Dr Jodie Crane
Jodie completed her PhD at the University of Sheffield in 2014, studying vocal communication in the chestnut-crowned babbler, a cooperatively breeding bird endemic to south-eastern Australia. Since then she has been the Ornithological Warden for the Calf of Man Bird Observatory, and a Senior Research Assistant with the RSPB, tracking seabird movements on Fair Isle. She previously worked as a Research Assistant on Skomer Island as part of a long-term population study on guillemots. She is an active bird ringer, and has a British Trust for Ornithology A-permit and training endorsement.

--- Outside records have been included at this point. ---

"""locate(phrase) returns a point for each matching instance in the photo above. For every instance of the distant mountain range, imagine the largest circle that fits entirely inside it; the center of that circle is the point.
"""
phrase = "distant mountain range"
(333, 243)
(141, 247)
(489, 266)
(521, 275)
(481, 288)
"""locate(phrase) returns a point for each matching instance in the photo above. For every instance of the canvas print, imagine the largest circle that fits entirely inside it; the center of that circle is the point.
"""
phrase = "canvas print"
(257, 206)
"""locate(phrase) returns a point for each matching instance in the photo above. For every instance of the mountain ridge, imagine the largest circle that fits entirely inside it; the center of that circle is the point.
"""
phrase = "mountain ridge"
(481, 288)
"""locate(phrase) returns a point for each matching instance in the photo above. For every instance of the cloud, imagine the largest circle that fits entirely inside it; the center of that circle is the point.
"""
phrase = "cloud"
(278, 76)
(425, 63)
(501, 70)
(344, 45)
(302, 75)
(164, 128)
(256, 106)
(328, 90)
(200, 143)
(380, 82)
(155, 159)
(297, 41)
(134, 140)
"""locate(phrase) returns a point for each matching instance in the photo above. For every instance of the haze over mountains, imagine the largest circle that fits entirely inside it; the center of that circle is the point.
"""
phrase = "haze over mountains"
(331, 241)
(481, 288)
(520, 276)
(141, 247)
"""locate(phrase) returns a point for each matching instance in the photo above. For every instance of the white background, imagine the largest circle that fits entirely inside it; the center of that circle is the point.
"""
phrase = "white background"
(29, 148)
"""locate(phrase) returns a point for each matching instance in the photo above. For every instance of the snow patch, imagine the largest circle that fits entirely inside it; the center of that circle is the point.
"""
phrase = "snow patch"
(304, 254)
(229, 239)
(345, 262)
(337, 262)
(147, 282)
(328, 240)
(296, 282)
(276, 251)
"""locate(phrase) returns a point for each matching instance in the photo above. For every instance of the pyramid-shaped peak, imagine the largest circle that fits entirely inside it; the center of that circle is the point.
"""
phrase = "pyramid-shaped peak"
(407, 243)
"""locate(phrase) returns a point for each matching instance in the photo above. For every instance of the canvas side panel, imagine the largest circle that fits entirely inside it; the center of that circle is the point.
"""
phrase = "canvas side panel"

Jodie’s primary research interest is in bioacoustics. During her PhD she worked on the structure and function of call repertoires in birds, and how vocal communication mediates social behaviour within groups. She is particularly interested in whether social complexity drives vocal complexity, and in relationships between the different calls comprising a species’ repertoire. Whilst conducting playback experiments for her PhD she became interested in the broader links between communication and cognition. Here at UCC, she will be working with Prof. John Quinn investigating the evolutionary ecology of cognition in wild great tits.
- Crane, J M S, Savage, J L, & Russell, AF (2016). Diversity and function of vocalisations in the cooperatively breeding chestnut-crowned babbler. Emu 116(3) 241-253.
- Crane, J M S†, Engesser, S†, Savage, J L, Russell, A F, Townsend S W (2015). Experimental evidence for phonemic contrast in a nonhuman vocal system. PLOS Biology 13(6) e1002171. († Joint first authorship.)
- Crane, J M S, Pick, J L, Tribe, A J, Vincze, E, Hatchwell, B J, Russell, A F (2015). Chestnut-crowned babblers show affinity for calls of removed group members: a dual playback without expectancy violation. Animal Behaviour, 104, 51-57.
- Crane, J M S (2014) Vocal communication in the cooperatively breeding chestnut-crowned babbler. PhD Thesis, Department of Animal and Plant Sciences, University of Sheffield.